Using a lantern to light our way, my father-in-law led us through the darkened hallway until we were at the back of his house. He opened the back door and led us down a path. Past the secluded garden walls we went, until we were standing in front of a small shed. He unlocked the door of the shed and led us inside. Once there, he handed the lantern to Dulceña and moved furniture around until he cleared the area surrounding a bulky object covered by a dark tarp.
“This was my first machine. I cranked out the first issue of El Sureño with this old thing,” he said as he removed the heavy cloth to reveal an ancient printing press, a relic compared to the one he’d had in his shop. “I bought it off a widow who was short on cash. It was old then, so it’s worn out and decrepit now, but it still works, if we baby it. I think it’s got enough life left in it to get the job done.”

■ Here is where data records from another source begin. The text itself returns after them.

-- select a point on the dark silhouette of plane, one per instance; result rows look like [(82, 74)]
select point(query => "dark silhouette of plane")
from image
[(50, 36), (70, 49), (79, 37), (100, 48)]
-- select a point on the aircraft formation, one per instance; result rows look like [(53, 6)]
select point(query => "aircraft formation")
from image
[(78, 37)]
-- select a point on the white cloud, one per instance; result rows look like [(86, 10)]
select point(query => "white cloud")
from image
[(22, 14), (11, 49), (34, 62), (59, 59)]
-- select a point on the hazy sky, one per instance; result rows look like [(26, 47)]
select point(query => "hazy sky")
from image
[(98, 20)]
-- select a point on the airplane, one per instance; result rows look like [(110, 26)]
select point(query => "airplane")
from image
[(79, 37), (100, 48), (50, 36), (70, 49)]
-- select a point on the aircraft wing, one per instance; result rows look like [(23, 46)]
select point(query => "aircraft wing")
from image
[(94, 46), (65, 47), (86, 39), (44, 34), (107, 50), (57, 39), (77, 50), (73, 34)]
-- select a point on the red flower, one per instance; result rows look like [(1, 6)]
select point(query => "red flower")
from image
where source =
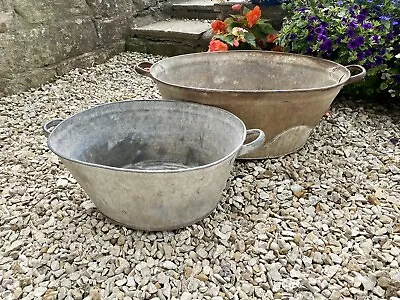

“Thank you, Papi!” Dulceña threw her arms around her father and kissed him.
“Don’t thank me, cariño,” Don Rodrigo said. “The truth is I should have thought about this myself. But with Jovita’s funeral taking all of our attention, we were too distracted to consider resurrecting the paper. I’m sorry, Joaquín. I’m sorry I didn’t get the word out sooner.”
I put a hand on Don Rodrigo’s shoulder and patted him gently. “There’s no need to apologize,” I said. “You’ve been a great help to me and my family.”
“Well, we should ge
t started then. Do you want me to print this anonymously or did you want to use a pseudonym?” Don Rodrigo asked. “A. V. Negrados has a huge following. It would get the people’s immediate attention if we used that name. Or we could make one up for you, if you prefer.”
“No,” I said. “This is my battle, my fight, and I want my name on it. The people may know and recognize A. V. Negrados, but they know Las Moras too. They’ll recognize our family name and sympathize more. I want them to see I’m not afraid to speak up and they shouldn’t be either.”
It took us the rest of the night to get five thousand copies of my article printed before dawn. In the end, we settled on a two-page spread, an exclusive, just long enough to get the story out in both Spanish and English. Its enormous headline screamed out in bold letters the word Rebellion, and I couldn’t be prouder.
Don Rodrigo got the local paperboys running from one end of town to the other. When the patrons of El Sureño woke up to the appalling news of Tomás’s secret sentencing, they offered to help distribute it to nearby towns. Hard metal and strong flesh drove the news out of town as men in vehicles and boys on horseback took to the roads in every direction to get the news of my brother’s impending demise out to the rest of South Texas.
Don Rodrigo and Dulceña drove the paper up north as far as Agua Dulce, and I personally drove around Morado County and distributed the paper to every local merchant who would take it. By the time we all got back to Monteseco, there was a huge crowd outside the old print shop asking questions and looking for answers.
“There he is!” Panchito, the boy who shined shoes in the streets on the weekends, screamed when I stepped out of my father’s automobile and into the street. “Joaquín!” they screamed. “Joaquín! Tell us what to do! What can we do to help Tomás?”
I was at a loss for words. What could they do, other than stand behind me? “I don’t know what you can do,” I said. “I just know that I can’t let my brother hang.”